The cover photo on Ivanka’s public Facebook page shows a very nuanced and pretentious portrayal of her as the embodiment of modern womanhood: she is sitting in front of a working desk, holding her baby in one hand and signing working documents with the other. This deliberately-framed projection of Ivanka’s well-balanced ethic gained over 114,000 “likes.” After I showed this picture to people, one of my female professors who’s the mother of a 9-year-old, said, “this position is incredibly uncomfortable. Trust me, it’s impossible to sit like this while working.” Ivanka’s online presence often reminds me of American post-war domesticity. In many advertisements of kitchen appliances back in the 1950s, middle-class white women are always happily standing in the kitchen, neatly dressed, wearing a string of pearls and high-heels. One video from Ivanka’s Instagram account shows Ivanka encouraging her 10-month-old son Theodore to crawl. In the video, she wears a black turtleneck, along with skinny black pants, pointed flats and a headband. This video delivers a sense of typical American middle-class femininity from the early period of the Cold War. Ivanka’s social media accounts are saturated with happily-ever-after family images and updates of her fancy social/political events.
Ivanka’s feminine wiles and political involvement probably evoke a form of escapism for many.

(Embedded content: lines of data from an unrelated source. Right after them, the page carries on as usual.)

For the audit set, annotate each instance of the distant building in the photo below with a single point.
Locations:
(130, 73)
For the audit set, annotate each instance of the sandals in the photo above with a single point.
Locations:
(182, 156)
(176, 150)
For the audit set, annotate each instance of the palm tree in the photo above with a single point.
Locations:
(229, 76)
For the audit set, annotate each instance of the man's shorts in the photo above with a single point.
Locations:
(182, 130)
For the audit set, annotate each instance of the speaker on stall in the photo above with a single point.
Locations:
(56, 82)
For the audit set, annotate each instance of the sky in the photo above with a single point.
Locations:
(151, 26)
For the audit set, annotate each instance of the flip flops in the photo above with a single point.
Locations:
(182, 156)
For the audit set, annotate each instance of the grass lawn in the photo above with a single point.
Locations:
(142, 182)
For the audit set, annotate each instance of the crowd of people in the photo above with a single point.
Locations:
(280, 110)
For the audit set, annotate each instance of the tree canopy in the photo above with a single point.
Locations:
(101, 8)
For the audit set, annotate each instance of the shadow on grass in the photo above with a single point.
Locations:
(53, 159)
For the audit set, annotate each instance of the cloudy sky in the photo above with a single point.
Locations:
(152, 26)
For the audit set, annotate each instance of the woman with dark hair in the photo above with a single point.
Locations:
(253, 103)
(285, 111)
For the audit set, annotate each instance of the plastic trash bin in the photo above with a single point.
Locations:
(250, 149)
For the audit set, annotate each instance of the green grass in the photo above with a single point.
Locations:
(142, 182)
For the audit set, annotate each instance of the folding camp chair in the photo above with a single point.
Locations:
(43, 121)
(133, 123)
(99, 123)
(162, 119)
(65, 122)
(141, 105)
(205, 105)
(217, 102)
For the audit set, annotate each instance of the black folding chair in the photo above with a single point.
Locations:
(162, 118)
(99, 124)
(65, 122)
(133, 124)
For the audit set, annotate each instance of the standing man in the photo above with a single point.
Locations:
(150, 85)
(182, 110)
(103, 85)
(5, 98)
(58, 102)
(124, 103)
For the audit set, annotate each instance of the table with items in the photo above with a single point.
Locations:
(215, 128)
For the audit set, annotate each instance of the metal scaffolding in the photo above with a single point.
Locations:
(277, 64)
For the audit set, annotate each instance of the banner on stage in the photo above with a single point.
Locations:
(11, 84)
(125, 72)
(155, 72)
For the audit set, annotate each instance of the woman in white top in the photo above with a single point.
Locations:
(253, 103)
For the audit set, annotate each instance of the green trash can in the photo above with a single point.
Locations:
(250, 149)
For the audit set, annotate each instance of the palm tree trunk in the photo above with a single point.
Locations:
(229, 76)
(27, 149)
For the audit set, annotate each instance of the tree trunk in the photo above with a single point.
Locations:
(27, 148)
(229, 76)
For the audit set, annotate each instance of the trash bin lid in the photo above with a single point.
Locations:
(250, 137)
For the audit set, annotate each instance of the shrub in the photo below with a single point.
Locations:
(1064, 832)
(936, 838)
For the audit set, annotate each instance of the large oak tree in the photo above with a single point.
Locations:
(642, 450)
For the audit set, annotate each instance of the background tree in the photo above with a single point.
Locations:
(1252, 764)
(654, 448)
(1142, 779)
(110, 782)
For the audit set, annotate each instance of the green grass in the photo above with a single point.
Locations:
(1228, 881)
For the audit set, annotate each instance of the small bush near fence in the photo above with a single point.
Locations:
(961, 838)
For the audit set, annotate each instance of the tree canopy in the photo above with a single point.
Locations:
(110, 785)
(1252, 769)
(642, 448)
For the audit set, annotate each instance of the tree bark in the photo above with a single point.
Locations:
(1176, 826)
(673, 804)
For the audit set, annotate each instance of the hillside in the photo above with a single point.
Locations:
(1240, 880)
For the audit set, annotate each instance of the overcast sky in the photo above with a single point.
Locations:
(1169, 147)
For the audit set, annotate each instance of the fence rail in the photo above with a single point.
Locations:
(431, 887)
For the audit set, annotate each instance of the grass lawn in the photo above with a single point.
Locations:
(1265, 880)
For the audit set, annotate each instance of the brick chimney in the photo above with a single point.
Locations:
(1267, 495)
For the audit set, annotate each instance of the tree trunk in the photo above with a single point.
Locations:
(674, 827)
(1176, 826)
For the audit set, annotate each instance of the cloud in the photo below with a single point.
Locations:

Ivanka gained her popularity through Ivy league education, good looks, and elitism, in the same way, as Naicha Meimei, the Tsinghua and Columbia-educated online celebrity who married the founder of a giant e-commerce company.
This admiration often comes out of some people’s ill-perceived idea of sophistication and intellectually informed taste. Many of Ivanka’s worshipers are ill-informed Chinese middle class who fail to examine Ivanka’s agenda and consider themselves highbrow connoisseurs of so-called U.S. upper-class culture. They probably think, at least paying attention to Ivanka is much “healthier” than focusing on the Chinese Kim Kardashians or Korean pop stars.